Che faceva il Paccolà?
«Ma quali utopie, ma quali utopie...
non si possono insegnare in questo sogno».
Così diceva il Paccolà.
«Non vogliatemi male,
per
ora,
ma io sono come voi».
Ci disse che l'indomani si sarebbe impiccato alle
ore 11 nell'albero di casa sua.
È più corretto dire "sull'albero"
piuttosto che "nell'albero" disse uno
di noi, e nacque una discussione.
Poi ci interrogammo sullo scopo dell'impiccagione
del Paccolà.
«Lasciate perdere, semmai preoccupatevi
di fermarmi nel mortale gesto, se siete miei amici,
domani alle 11 all'albero di casa mia» disse
il Paccolà.
Ci recammo così il giorno dopo puntuali
all'appuntamento, per impedire l'impiccagione
del Paccolà.
Egli però non c'era. Dopo mezz'ora di attesa
suonammo alla porta più volte, finché
il Paccolà si affacciò dalla finestra
di camera sua.
«Mi avete svegliato».
Noi gli ricordammo l'appuntamento e lui ci disse:
«Non vogliatemi male,
per
ora,
ma io sono come voi».
E nacque una discussione.
Il Paccolà - parte II
Il Paccolà ci mostrò il cappio,
promettendo che ci avrebbe avvertiti quando si
sarebbe impiccato, purché non lo si svegliasse.
Noi eravamo scettici, ma il Paccolà disse:
«Credo che adesso da oggi in poi chi viola
il compromesso, tre punti di penalizzazione, chi
vuole andare fuori dalla giustizia ci penserà
in piedi». Noi non avevamo voglia di discutere,
perciò ce ne andammo al bar a parlare di
politica. Riincontrammo il Paccolà ai giardinetti,
egli ci mostrò il cappio e una foto dei
suoi genitori, e disse: «Tutto è
bene ciò che finisce bene. I nostri hanno
più spirito razionale finché...».
Noi lo interrompemmo perché non avevamo
voglia di discutere, e gli chiedemmo se si impiccava
si o no. Il Paccolà, arrabbiato, ci tirò
addosso il cappio. «Non avete capito niente»,
se ne andò. Rimanemmo pietrificati. Poi
uno di noi disse che il Paccolà non aveva
senso, provocando un tale sdegno da farci venire
la voglia di impiccarlo.
Il tizio che disse che il Paccolà
non aveva senso
Il tizio che disse che il Paccolà non
aveva senso non frequenta più il Paccolà,
un po' per scelta, un po' perché i suoi
amici vogliono impiccarlo.
Il tizio si è staccato dagli altri, ma
possiede il cappio del Paccolà.
L'ho incontrato proprio ieri, il Paccolà.
Gli ho parlato di te, ma il Paccolà mi
ha dato ad intendere di non conoscerti. Eppure
tu hai il suo cappio.
Il Paccolà aveva fretta. «C'è
chi corre dietro a qualcosa e c'è chi corre
dietro». L'ho lasciato andare pensando di
essere molto stanco.
Oggi sono venuto a trovarti.

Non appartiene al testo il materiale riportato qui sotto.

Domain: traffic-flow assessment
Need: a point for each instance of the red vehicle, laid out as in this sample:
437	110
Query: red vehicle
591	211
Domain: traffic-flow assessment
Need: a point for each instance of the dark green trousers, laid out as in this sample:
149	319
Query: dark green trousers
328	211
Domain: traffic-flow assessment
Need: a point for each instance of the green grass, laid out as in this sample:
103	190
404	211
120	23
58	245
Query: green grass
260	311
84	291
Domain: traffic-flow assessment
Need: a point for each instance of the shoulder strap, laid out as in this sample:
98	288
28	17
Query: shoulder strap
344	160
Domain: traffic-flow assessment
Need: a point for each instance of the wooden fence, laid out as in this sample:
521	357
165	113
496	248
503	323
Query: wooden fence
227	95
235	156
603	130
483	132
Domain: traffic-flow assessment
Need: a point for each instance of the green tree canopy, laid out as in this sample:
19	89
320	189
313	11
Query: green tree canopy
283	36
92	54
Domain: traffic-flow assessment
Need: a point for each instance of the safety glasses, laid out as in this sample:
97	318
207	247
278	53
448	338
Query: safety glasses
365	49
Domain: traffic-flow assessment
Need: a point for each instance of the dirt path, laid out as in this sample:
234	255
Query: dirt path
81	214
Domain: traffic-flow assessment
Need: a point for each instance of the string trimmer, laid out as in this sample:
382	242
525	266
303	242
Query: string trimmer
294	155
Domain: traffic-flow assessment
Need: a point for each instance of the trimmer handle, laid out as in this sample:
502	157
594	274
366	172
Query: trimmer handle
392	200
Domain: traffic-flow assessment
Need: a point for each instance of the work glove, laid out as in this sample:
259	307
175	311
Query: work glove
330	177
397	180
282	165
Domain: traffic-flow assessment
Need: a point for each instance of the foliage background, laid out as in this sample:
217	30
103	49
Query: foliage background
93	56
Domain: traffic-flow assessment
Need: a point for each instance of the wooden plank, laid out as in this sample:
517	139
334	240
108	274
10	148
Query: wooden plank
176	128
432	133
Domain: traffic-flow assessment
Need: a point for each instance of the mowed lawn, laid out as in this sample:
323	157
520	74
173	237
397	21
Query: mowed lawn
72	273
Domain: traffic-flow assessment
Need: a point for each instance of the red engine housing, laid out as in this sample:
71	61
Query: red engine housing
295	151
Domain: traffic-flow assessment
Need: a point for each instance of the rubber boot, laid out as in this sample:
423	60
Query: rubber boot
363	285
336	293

Mi hai dato ad intendere
di non conoscermi e mi hai tirato il cappio addosso.
L'accusa
La Resistenza Gratuita possiede il cappio del
Paccolà.
La Resistenza Gratuita mi accusa di essere un
vacuo imbonitore.
Di essere il Paccolà.
FINE SITUAZIONE 1
***
SITUAZIONE 2: GOLA AFFATICATA
La manovra
Un parente di uno dei partigiani uccisi mi ha
scritto una lettera forse minacciosa: «Ti
manderò un esponente dell'Ordine dei Cavalieri».
E infatti è arrivato, anzi, sono arrivati
in quattro. Il primo mi ha detto «Io sono
la transizione», il secondo mi ha detto
«Io sono la transizione della transizione»,
il terzo mi ha detto «Io sono la transizione
della transizione per la transizione», e
il quarto mi ha detto «Io sono la transizione
della transizione per la transizione della transizione».
Mi hanno tolto il cappio di mano e sono usciti.
È dunque in atto una manovra demistificatrice
contro di me e la Resistenza Gratuita?
Ora sono davvero solo e sento il vento ululare.
La tormenta
Il vento ululava, scuoteva il tubo della stufa,
martellava il tetto e spegneva le candele; rimase
accesa solo la lanterna.
Non mi resi conto dell'uragano e salii per l'osservazione;
appena aprii la botola, la neve m'investì:
c'era un vento impetuoso, c'era una tormenta.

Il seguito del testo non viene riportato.